VideoComp: Advancing Fine-Grained Compositional and Temporal Alignment in Video-Text Models
- URL: http://arxiv.org/abs/2504.03970v2
- Date: Thu, 10 Apr 2025 10:41:20 GMT
- Title: VideoComp: Advancing Fine-Grained Compositional and Temporal Alignment in Video-Text Models
- Authors: Dahun Kim, AJ Piergiovanni, Ganesh Mallya, Anelia Angelova,
- Abstract summary: VideoComp is a benchmark and learning framework for advancing video-text compositionality understanding.<n>We create challenging negative samples with subtle temporal disruptions such as reordering, action word replacement, partial captioning, and combined disruptions.<n>These benchmarks comprehensively test models' compositional sensitivity across extended, cohesive video-text sequences.

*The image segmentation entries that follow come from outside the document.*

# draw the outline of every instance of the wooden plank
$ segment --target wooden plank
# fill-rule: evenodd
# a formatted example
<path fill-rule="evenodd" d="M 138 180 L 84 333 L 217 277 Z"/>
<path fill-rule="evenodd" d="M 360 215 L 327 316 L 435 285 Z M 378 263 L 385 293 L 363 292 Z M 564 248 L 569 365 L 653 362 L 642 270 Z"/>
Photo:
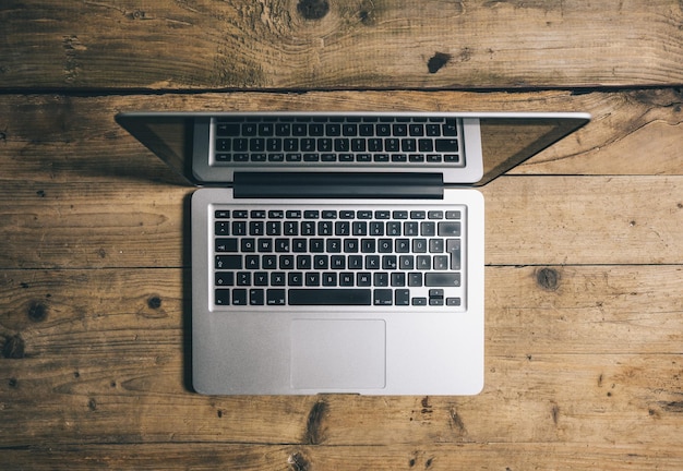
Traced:
<path fill-rule="evenodd" d="M 410 444 L 388 446 L 292 446 L 141 444 L 31 447 L 3 450 L 3 463 L 53 470 L 589 470 L 678 471 L 676 451 L 651 444 Z"/>
<path fill-rule="evenodd" d="M 5 270 L 0 443 L 675 447 L 681 266 L 546 269 L 487 269 L 479 396 L 260 398 L 189 390 L 187 270 Z"/>
<path fill-rule="evenodd" d="M 487 185 L 487 263 L 681 263 L 676 177 L 502 178 Z"/>
<path fill-rule="evenodd" d="M 675 0 L 31 0 L 3 2 L 0 21 L 10 88 L 683 83 Z"/>
<path fill-rule="evenodd" d="M 190 192 L 139 182 L 7 181 L 0 267 L 185 266 Z M 683 259 L 683 177 L 505 177 L 482 192 L 488 264 Z"/>
<path fill-rule="evenodd" d="M 333 92 L 131 96 L 0 96 L 0 180 L 177 182 L 113 122 L 119 111 L 586 111 L 594 120 L 515 173 L 682 174 L 680 90 L 541 93 Z"/>

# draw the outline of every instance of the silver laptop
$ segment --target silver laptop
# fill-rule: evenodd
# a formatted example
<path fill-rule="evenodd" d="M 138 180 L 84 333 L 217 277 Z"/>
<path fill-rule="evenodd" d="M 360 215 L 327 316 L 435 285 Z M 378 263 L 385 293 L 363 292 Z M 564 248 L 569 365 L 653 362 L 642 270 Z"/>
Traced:
<path fill-rule="evenodd" d="M 191 203 L 194 389 L 479 392 L 484 203 L 474 186 L 589 119 L 117 116 L 185 181 L 202 186 Z"/>

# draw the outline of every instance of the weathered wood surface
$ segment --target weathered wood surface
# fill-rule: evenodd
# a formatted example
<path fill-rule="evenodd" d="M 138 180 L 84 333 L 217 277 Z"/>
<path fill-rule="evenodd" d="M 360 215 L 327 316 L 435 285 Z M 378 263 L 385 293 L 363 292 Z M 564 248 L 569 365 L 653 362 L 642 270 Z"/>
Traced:
<path fill-rule="evenodd" d="M 0 24 L 0 469 L 683 469 L 680 1 L 8 0 Z M 115 123 L 140 109 L 594 120 L 482 189 L 481 395 L 204 397 L 192 189 Z"/>
<path fill-rule="evenodd" d="M 544 269 L 487 269 L 487 386 L 463 398 L 194 395 L 185 271 L 5 270 L 3 462 L 680 468 L 681 266 Z"/>
<path fill-rule="evenodd" d="M 170 181 L 158 158 L 113 122 L 149 110 L 584 111 L 592 121 L 515 173 L 682 174 L 683 93 L 334 92 L 0 96 L 0 180 Z"/>
<path fill-rule="evenodd" d="M 181 186 L 4 182 L 3 268 L 180 267 Z M 501 178 L 487 200 L 487 264 L 679 264 L 683 177 Z"/>
<path fill-rule="evenodd" d="M 682 23 L 678 0 L 5 0 L 0 86 L 671 85 Z"/>

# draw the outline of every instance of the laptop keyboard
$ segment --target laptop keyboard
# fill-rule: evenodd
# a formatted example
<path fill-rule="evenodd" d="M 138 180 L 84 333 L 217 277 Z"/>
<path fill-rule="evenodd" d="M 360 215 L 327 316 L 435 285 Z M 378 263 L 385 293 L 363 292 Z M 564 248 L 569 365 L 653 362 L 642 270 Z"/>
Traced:
<path fill-rule="evenodd" d="M 213 304 L 464 310 L 464 206 L 214 207 Z"/>
<path fill-rule="evenodd" d="M 452 117 L 236 113 L 213 122 L 215 165 L 463 167 L 462 123 Z"/>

- Score: 48.00262713744499
- License: http://creativecommons.org/licenses/by/4.0/
- Abstract: We introduce VideoComp, a benchmark and learning framework for advancing video-text compositionality understanding, aimed at improving vision-language models (VLMs) in fine-grained temporal alignment. Unlike existing benchmarks focused on static image-text compositionality or isolated single-event videos, our benchmark targets alignment in continuous multi-event videos. Leveraging video-text datasets with temporally localized event captions (e.g. ActivityNet-Captions, YouCook2), we construct two compositional benchmarks, ActivityNet-Comp and YouCook2-Comp. We create challenging negative samples with subtle temporal disruptions such as reordering, action word replacement, partial captioning, and combined disruptions. These benchmarks comprehensively test models' compositional sensitivity across extended, cohesive video-text sequences. To improve model performance, we propose a hierarchical pairwise preference loss that strengthens alignment with temporally accurate pairs and gradually penalizes increasingly disrupted ones, encouraging fine-grained compositional learning. To mitigate the limited availability of densely annotated video data, we introduce a pretraining strategy that concatenates short video-caption pairs to simulate multi-event sequences. We evaluate video-text foundational models and large multimodal models (LMMs) on our benchmark, identifying both strengths and areas for improvement in compositionality. Overall, our work provides a comprehensive framework for evaluating and enhancing model capabilities in achieving fine-grained, temporally coherent video-text alignment.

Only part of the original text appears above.